The price of U.S. crude oil drops by almost 2% as the market accelerates its decline, disregarding the impact of the Libya disruption.

The price of U.S. crude oil drops by almost 2% as the market accelerates its decline, disregarding the impact of the Libya disruption.
The price of U.S. crude oil drops by almost 2% as the market accelerates its decline, disregarding the impact of the Libya disruption.
  • The market selloff is causing oil prices to decrease for the second consecutive day.
  • Earlier in the week, a rally in the stock market was triggered by traders disregarding the threat of supply disruptions in Libya.
  • The slowdown in China and the associated risks are keeping oil prices low.
U.S. policy has been designed to keep foreign oil on the market, says RBC's Helima Croft

On Wednesday, U.S. crude oil dropped nearly 2% to trade at approximately $74 per barrel, as the market continues to lose gains made earlier in the week due to the threat of supply disruptions in Libya.

Despite the potential of a large disruption in Libyan supplies and elevated tensions in the Middle East, oil prices remain range-bound, according to Amarpreet Singh, energy analyst at Barclay's, who shared this with clients on Tuesday.

According to Singh, the reason for the decline in oil prices is low demand in China, the possibility of a global economic slowdown, and no indication from OPEC+ that they will abandon their plans to increase production in the fourth quarter.

U.S. crude oil settled more than 2% lower on Tuesday.

Here are Wednesday's energy prices:

  • The October contract price for oil is $72.78 per barrel, a decrease of $1.38, or 1.83%. To date in the year, the United States has seen a 3.5% increase in oil.
  • The October contract price per barrel is $78.26, a decrease of $1.29 or 1.62%. Year-to-date, the global benchmark is ahead by 1.6%.
  • The price of gasoline in September is $2.20 per gallon, which is a decrease of more than 4 cents or 1.92%. However, year to date, gasoline prices have increased by 4.82%.
  • The September contract price for gas is $1.89 per thousand cubic feet, which is a decrease of more than 2 cents or 0.95%. To date, gas prices have decreased by 25% yearly.

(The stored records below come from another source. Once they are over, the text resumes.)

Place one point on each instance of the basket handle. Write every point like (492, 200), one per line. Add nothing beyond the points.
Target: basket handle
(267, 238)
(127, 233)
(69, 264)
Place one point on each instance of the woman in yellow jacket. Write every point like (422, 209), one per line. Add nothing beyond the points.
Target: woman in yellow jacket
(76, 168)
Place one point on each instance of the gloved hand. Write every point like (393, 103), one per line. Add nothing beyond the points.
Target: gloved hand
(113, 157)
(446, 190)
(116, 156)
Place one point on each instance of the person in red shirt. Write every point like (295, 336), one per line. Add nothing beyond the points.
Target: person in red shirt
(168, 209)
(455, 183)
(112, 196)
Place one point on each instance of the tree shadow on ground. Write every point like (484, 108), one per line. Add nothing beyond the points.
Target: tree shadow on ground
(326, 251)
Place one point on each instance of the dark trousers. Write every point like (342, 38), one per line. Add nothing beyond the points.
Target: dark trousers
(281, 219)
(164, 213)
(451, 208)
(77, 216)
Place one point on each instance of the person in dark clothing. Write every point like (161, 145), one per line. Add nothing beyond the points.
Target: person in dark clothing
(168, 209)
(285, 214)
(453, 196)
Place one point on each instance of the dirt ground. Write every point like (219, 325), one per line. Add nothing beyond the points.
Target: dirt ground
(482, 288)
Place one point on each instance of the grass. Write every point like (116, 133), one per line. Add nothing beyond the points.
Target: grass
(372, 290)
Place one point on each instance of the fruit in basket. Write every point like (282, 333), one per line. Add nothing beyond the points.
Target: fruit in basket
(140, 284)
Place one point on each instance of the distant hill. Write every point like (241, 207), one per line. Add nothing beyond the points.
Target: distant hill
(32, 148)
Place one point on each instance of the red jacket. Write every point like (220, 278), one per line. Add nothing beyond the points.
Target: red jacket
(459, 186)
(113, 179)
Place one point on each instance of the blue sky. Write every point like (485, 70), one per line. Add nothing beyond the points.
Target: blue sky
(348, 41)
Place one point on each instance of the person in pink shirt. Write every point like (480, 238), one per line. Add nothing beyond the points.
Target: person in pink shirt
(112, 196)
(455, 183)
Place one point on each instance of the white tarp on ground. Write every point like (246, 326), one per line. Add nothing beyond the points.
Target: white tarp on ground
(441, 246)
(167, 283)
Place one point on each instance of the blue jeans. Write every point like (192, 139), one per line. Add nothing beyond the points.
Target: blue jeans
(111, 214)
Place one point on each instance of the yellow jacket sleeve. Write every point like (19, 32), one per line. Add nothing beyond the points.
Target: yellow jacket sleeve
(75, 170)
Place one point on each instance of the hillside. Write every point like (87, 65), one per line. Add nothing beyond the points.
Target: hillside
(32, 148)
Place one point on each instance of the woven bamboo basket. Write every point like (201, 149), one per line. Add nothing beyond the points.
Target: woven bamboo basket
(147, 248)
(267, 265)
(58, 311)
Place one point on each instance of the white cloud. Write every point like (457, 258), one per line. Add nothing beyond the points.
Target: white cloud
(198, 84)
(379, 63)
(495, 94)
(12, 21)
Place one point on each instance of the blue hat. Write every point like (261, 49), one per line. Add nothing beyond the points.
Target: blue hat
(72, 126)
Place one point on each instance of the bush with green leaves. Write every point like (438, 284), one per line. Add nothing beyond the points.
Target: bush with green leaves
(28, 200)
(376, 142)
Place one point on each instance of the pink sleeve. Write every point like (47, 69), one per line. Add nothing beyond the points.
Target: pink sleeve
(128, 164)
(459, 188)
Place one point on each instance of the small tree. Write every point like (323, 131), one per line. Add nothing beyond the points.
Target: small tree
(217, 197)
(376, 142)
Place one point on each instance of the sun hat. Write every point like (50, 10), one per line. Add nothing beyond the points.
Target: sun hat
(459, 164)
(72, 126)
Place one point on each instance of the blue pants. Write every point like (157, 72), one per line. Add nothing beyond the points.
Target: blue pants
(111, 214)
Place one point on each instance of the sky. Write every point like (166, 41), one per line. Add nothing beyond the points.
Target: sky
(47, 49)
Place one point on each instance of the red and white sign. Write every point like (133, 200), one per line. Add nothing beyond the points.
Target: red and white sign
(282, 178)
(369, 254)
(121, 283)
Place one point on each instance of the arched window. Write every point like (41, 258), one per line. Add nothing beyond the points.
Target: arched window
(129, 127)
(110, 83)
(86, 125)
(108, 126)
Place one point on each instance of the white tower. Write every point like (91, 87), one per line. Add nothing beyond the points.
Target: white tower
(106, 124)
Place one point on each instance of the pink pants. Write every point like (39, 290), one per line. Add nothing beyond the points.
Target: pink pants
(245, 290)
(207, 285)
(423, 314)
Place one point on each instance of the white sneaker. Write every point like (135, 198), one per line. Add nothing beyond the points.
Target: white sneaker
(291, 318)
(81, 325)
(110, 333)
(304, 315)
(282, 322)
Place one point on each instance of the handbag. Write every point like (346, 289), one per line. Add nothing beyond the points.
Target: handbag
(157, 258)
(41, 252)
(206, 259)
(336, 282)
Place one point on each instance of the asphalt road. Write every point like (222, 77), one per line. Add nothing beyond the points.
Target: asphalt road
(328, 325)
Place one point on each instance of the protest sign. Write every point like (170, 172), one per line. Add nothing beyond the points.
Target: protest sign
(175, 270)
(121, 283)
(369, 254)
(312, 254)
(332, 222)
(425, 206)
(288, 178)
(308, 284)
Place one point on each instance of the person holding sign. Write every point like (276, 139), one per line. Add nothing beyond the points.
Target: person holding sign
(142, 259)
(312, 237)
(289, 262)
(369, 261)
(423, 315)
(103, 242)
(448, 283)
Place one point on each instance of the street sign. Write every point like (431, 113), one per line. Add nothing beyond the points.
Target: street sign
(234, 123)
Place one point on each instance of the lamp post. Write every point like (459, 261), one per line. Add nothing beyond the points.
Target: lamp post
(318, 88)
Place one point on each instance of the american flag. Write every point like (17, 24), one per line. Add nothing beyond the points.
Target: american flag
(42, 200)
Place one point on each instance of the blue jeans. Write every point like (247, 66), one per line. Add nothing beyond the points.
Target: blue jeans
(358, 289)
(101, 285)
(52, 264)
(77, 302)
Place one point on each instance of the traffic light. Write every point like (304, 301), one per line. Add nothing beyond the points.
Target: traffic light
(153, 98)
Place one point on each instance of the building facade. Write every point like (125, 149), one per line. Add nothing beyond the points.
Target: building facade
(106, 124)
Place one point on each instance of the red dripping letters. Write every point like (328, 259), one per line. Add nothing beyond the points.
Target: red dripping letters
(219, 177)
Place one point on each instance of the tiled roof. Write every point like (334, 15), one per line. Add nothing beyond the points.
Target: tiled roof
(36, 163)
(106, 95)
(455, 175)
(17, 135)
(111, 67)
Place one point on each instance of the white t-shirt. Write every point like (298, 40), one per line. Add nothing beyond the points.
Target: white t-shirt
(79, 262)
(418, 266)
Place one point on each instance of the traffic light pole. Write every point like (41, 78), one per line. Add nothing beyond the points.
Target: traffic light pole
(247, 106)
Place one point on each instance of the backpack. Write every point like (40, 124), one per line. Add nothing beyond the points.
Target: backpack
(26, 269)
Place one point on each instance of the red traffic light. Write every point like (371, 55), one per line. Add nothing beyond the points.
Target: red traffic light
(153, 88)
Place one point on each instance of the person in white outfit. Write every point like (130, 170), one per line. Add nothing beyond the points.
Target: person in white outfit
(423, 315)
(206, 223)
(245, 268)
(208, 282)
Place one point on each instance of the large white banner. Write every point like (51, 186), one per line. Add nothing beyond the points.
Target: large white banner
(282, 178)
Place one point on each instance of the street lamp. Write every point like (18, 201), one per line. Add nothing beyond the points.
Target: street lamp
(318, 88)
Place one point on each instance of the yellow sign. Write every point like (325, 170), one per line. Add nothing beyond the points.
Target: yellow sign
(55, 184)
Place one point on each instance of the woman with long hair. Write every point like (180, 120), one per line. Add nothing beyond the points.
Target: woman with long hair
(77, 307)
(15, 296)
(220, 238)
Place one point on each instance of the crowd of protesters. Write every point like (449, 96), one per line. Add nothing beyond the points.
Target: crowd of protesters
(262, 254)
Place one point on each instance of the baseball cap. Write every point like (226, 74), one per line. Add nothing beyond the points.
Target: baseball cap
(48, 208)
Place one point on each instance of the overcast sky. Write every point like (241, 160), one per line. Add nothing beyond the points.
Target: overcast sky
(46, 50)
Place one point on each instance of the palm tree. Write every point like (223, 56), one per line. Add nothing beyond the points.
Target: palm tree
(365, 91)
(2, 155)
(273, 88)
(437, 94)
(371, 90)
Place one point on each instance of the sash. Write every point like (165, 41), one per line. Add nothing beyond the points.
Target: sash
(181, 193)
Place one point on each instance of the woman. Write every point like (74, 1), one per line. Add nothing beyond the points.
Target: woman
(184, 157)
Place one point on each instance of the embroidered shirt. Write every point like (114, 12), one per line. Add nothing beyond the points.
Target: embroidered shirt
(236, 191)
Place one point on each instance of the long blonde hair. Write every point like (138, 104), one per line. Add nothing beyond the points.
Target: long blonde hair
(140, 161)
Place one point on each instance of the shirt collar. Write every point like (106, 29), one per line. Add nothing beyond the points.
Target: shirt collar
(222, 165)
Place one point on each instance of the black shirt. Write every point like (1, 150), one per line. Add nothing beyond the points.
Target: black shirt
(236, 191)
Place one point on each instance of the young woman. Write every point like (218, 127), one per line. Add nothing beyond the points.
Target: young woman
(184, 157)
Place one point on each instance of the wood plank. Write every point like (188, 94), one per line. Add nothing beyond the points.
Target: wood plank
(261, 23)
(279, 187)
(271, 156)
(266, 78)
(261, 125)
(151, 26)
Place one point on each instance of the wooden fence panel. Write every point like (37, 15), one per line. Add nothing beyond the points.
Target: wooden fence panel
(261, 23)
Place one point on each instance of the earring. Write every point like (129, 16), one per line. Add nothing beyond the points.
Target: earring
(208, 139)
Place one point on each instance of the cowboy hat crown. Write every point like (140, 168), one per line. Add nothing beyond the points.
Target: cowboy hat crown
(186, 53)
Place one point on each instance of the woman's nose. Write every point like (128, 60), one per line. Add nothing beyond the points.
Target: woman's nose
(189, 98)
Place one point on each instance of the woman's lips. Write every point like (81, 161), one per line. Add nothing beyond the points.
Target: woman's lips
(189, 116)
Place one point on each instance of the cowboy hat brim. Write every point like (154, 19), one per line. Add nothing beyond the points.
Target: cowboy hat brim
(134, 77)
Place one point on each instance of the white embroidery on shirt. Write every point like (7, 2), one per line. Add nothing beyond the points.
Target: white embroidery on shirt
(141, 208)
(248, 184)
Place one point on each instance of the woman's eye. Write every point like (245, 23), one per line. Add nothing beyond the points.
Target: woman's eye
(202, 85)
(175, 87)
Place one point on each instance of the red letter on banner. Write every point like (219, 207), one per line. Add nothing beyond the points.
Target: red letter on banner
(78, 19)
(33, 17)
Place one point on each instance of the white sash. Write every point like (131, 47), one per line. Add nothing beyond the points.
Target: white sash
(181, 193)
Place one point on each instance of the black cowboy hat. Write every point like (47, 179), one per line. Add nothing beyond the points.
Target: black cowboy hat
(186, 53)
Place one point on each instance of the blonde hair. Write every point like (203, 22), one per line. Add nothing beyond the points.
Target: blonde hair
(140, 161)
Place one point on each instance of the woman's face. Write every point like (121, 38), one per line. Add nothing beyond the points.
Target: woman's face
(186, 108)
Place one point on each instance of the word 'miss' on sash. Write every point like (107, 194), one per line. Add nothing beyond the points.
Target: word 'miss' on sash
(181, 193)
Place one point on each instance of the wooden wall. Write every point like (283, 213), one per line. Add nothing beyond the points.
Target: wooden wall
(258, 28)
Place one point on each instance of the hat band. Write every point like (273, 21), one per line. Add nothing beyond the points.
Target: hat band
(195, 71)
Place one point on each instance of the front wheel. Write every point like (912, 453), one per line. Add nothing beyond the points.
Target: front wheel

The ongoing conflict between rival governments in Libya threatens the stability of the country's central bank, putting at risk approximately 1.2 million barrels of oil per day.

In Benghazi, the eastern government threatened to shut down all production and exports on Monday, causing a rally in oil prices. However, crude futures have since pulled back due to uncertainty about the actual amount of supply that has been taken offline in the OPEC member.

Engineers informed Reuters that several oilfields in Libya have stopped production, but the U.N.-backed government in Tripoli and Libya's national oil corporation have not confirmed any disruptions.